Poultry is often hailed as the answer to feeding the world, but is increasing production necessarily the best way to satisfy growing demand?
Each year, one-third of global food production for human consumption never finds its way onto plates and is lost or wasted. Around 1.4 billion hectares of land is used to produce food that is wasted, or to put it more graphically, an area greater than the size of China.
I would not dispute that the poultry industry may be the most efficient of the various livestock industries, but where feeding the world is concerned, upping production may not be the best answer, either in terms in of food supply or protecting the planet.
The Food and Agriculture Organization (FAO) has released figures and a jaw-dropping video demonstrating just how big a problem waste is. For example, of the 263 million tons of meat produced each year, 20 percent is lost or wasted. I have no idea of how many chickens that equates to, but the FAO points out it is the equivalent of 75 million cows.
Global issue
And this is not only a rich-world problem, although the reasons for waste are different in the developed world than in the developing.
In developing countries, 40 percent of losses occur during harvest and processing, while in industrialized countries, 40 percent happens at the retail or consumer level.
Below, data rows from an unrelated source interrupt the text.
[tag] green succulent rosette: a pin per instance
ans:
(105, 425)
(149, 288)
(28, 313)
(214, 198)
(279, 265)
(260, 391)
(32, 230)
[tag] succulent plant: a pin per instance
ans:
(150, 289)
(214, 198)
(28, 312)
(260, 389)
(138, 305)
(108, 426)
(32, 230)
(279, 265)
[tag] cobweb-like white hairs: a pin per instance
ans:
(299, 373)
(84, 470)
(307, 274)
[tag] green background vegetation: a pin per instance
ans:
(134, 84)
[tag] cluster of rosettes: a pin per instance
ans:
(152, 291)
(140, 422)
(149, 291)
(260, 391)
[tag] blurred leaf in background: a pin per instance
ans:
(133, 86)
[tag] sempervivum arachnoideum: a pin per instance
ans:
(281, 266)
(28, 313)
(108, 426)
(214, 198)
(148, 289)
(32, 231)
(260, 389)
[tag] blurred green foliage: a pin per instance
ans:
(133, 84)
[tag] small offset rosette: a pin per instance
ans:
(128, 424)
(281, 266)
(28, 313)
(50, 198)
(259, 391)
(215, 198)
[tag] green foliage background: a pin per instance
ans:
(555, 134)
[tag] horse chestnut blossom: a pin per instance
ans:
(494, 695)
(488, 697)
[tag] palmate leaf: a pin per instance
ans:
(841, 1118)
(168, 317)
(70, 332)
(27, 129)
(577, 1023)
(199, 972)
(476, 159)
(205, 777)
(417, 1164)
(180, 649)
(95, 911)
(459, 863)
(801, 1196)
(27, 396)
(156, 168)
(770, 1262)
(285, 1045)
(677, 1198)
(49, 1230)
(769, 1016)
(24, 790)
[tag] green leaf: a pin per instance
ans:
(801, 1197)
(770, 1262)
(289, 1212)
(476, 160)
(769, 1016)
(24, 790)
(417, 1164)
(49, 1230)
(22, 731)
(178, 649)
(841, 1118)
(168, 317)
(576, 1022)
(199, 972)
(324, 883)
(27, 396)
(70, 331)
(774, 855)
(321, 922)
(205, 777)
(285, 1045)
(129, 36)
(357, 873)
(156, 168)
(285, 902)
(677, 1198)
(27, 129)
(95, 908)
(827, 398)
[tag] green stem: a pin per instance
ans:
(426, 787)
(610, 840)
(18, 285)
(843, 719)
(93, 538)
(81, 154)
The U.S., for example, spends US$218 billion producing, transporting and discarding food that is not eaten. Reducing this waste by just over 20 percent would yield US$100 billion in societal economic benefits, the FAO says.
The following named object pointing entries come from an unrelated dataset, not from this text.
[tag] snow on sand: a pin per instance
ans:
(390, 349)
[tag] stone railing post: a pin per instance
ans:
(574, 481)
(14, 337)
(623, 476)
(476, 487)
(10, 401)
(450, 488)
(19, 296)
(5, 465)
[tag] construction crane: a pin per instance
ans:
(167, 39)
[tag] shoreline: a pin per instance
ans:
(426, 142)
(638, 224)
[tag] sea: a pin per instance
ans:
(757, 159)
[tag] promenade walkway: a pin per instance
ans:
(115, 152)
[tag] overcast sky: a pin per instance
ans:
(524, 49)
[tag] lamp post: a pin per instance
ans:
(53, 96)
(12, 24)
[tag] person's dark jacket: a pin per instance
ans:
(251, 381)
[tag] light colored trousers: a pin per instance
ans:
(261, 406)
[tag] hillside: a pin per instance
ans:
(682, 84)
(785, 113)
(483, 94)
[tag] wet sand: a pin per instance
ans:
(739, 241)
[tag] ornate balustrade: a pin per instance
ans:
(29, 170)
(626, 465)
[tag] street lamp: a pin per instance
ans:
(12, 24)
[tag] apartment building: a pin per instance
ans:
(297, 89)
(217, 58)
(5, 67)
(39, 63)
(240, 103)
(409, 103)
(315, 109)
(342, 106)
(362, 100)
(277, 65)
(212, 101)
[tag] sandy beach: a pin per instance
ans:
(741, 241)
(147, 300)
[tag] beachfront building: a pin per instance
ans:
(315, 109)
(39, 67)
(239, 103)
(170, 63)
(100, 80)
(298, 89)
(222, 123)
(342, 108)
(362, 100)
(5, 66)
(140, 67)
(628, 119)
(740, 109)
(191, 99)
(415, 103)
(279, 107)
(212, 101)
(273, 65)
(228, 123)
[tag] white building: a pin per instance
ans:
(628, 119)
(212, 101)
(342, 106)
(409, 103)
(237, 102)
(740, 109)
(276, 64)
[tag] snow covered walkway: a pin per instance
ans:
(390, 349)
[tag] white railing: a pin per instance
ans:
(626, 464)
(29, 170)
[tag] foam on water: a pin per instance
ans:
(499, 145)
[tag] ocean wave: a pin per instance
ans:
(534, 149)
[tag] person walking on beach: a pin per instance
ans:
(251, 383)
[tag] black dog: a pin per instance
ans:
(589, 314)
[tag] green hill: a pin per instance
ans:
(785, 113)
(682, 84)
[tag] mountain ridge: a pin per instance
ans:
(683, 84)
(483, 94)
Globally, food waste results in US$1 trillion in economic costs, US$900 billion in social costs, and US$700 billion in environmental costs.
Curbing environmental impacts
But leaving the need for more food to one side, it is worth remembering that the finger is often pointed at livestock where global warming is concerned. Poultry tends to be less pointed at than other species, but that does not guarantee it protected status.
Meat-rich diets may become increasingly frowned upon and viewed as unsustainable. The eating habits enjoyed by industrialized countries may not be possible on a global scale.
So, if we are all to enjoy a little bit of what we fancy, the key may be to persuade the rich world to eat less meat
Calls for meat to be taxed have become increasingly common over recent years. A U.K. team has recommended a 40 percent tax on beef and an 8.5 percent tax on chicken. But don’t think chicken would automatically get off lightly. Much depends on how animals are fed – on pasture or imported feedstuffs – and a Swedish consultant has recommended a 28 percent tax on beef and a 40 percent tax on chicken.
This may sound farfetched, but think about the methods that governments have already used to dissuade people from smoking, which includes taxation. On the whole, they have been pretty successful.
I, like many, do not agree with taxes on food, but I don’t object to taxing waste in an effort to curb it, and there is an argument that penalizing wasteful consumption and production could make the consumer more conscientious and producer more efficient.
Food for thought as global demand for meat rises, and resources are harder to come by.